Оливейра поджидал, пока Бэпс начнет обсуждать способ приготовления кофе, и, когда Рональд, встав со стула, подсел к нему, опустившись на корточки, сказал ему на ухо несколько слов. В этот момент Грегоровиус, слушавший их, вступил в разговор с женщинами, и реплика Рональда потонула в похвалах мокко, а также сетованиях по поводу утраты секрета его приготовления. А Рональд снова сел на стул, как раз вовремя, чтобы успеть принять чашку кофе из рук Маги. В потолок снова негромко постучали, один раз, другой, третий. Грегоровиус вздрогнул и проглотил кофе залпом. Оливейра едва сдержался, чтобы не расхохотаться, отчего, кстати сказать, спазмы в желудке, может быть, и прошли бы. Мага, словно удивляясь, оглядела всех по очереди и пошарила на столе сигареты с таким видом, будто хотела выбраться из чего-то, чего не понимала, – например, из странного сна.
– Слышу шаги, – сказала Бэпс, подражая интонации Блаватской. – Старик, наверное, сумасшедший, надо с ним поосторожнее. В Канзас-Сити однажды… Нет, это кто-то поднимается по лестнице.
– У меня лестница как будто начерчена в ухе, – сказала Мага. – Ужасно жалею глухих. Сейчас мне, например, кажется, будто рука у меня лежит на лестнице и я глажу ступени, одну, другую. Девчонкой я однажды получила десять за сочинение, описала маленький шум. Очень симпатичный шумок, он уходил и приходил, с ним случалась всякая всячина…
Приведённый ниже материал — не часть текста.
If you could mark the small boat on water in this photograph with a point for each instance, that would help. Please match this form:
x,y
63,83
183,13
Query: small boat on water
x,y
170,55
– А вот я наоборот… – начала Бэпс. – О’кей, что ты меня щиплешь.
– Душа моя, – сказал Рональд, – помолчи немного, давай послушаем, что за шаги. Да, это король красок, это Этьен, великое апокалипсическое чудище.
«Спокойно принял, – подумал Оливейра. – Лекарство она ему давала, кажется, в два часа. Нам остался час спокойной жизни». Он не понимал и не желал разбираться, зачем ему эта отсрочка, к чему отрицать то, что уже было известно. Отрицание, отрицательное, негативное… «Да, это как бы негатив реальности, такой-какой-она-должна-быть, другими словами… Слушай, Орасио, хватит заниматься метафизикой. Alas, poor Yorick, ça suffit [131], уйти от этого я не могу, а раз так – лучше зажечь свет и выпустить это известие на волю, как голубя. Негатив. Полная инверсия, все наоборот… А если так, то вполне возможно, что он – жив, а мертвы – все мы. Самое скромное предположение: он убил нас за то, что мы повинны в его смерти. Повинны, другими словами, являемся пособниками определенного положения вещей… Ну, дорогой мой, куда забрел ты, как тот осел, которому подвесили морковку перед глазами. Да, это Этьен, и никто иной, чудо-юдо живописи».